The contract to build her was awarded to National Steel and Shipbuilding Company (NASSCO) of San Diego, California, July 2003. She was launched from the building ways into the San Diego Bay. Bolling Byrd Clarke, Admiral Byrd’s eldest daughter broke the ceremonial bottle of champagne on the ship’s bow to start the launch amid fireworks and fanfare. The ship is scheduled to be part of the Pacific Fleet. 

The first United States Navy ship to be named after Admiral Byrd was the USS Richard E. Byrd (DDG-23) a Charles F. Adams-class guided missile destroyer.


Two Commemorative Cook US Postal stamps for 2008

Two commemorative stamps will be issued this year as part of the United States Postal Service commercial photo stamp program, both to mark the centennial of the discovery of the North Pole in April 1908. Two Commemorative Cook US Postal stamps for 2008. 

The first stamp depicts Cook from the 2000 Arts & Entertainment cable documentary series on “The Race for the Poles.” The inscription on the stamp is “Frederick A. Cook, Discoverer of the North Pole, April 21, 1908.” 
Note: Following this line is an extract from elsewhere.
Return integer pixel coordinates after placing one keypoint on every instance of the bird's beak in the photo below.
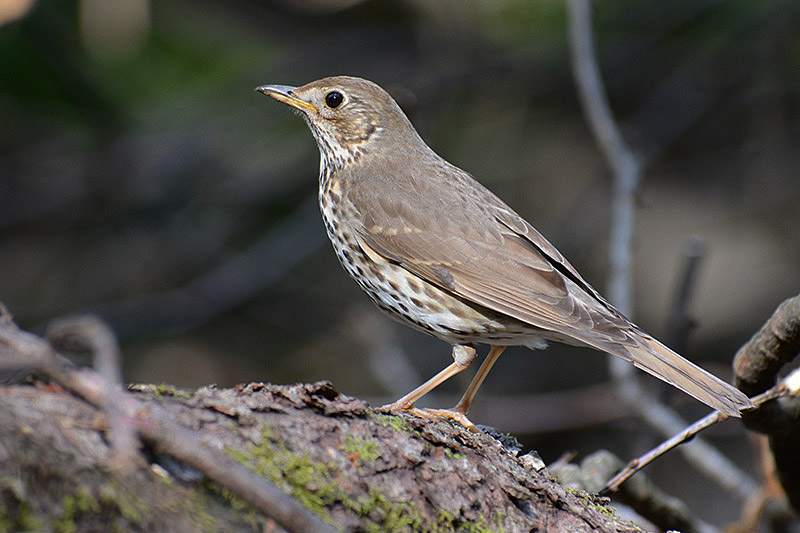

The companion stamp is a reproduction of a rendering from the book Finding the North Pole, which was published in late 1909 after Cook had returned to the United States from the Arctic via Copenhagen. The inscription is “Centennial of the Discovery of the North Pole, April 21, 1908.”  

Society members interested in obtaining sheets of 20 stamps should write the Society. They will be available after July 1 by writing to Polar Publishing Co., PO Box 11421, Pittsburgh, PA 15238.


October 1997 forum hears of ‘Belgica’

Dr. T. H. Baughman, professor of history at Oklahoma Central University and author of Before the Heroes Came: Antarctica in the 1890s delivered a paper on Cook and Amundson at the Workshop on the History of Antarctic Research. 

The presentation was held October 25 at the Byrd Polar Research Center at Ohio State University and was part of the forum on “National and Transnational Agendas in Antarctic Research from the 1950s and Beyond.” While the agenda was concerned with the second half of the 20th century, the Baughman paper was selected to place into perspective modem South Polar exploration and research.  

The “Belgica” expedition of 1897- 99 was the first multi-national and interdisciplinary expedition to winter the Antarctic. Amundson as First Mate and Cook as surgeon-anthropologist set the stage for their assault on both Poles a decade later through their South Polar experience.  

The sponsoring group for the Workshop, headed by Dr. Cornelia Ludecke of Germany, says that “we want to study what degree research in the Antarctic has been driven by scientific criteria and to what extent compromises were made in the light of political barriers and logistical limitations. In historical perspective, a review shall be made of essential background factors at work, both scientific and non-scientific ones, when nations were moved to participate in the IGY (1957-58). Additional background factors will be considered with regard to major nations that chose not to contribute to the IGY with expeditions.


April conference will hear scholars from Norway, Russia and Nunuvat

Explorers, researchers and historians from Russia, Norway and Nunuvat will participate in an international symposium that will discuss the attainment of the geographical North Pole on April 21, 1908 by Dr. Frederick A. Cook. The forum will be held at the Yale Club, located at 50 Vanderbilt at 44th St. in New York City, just opposite from Grand Central Station.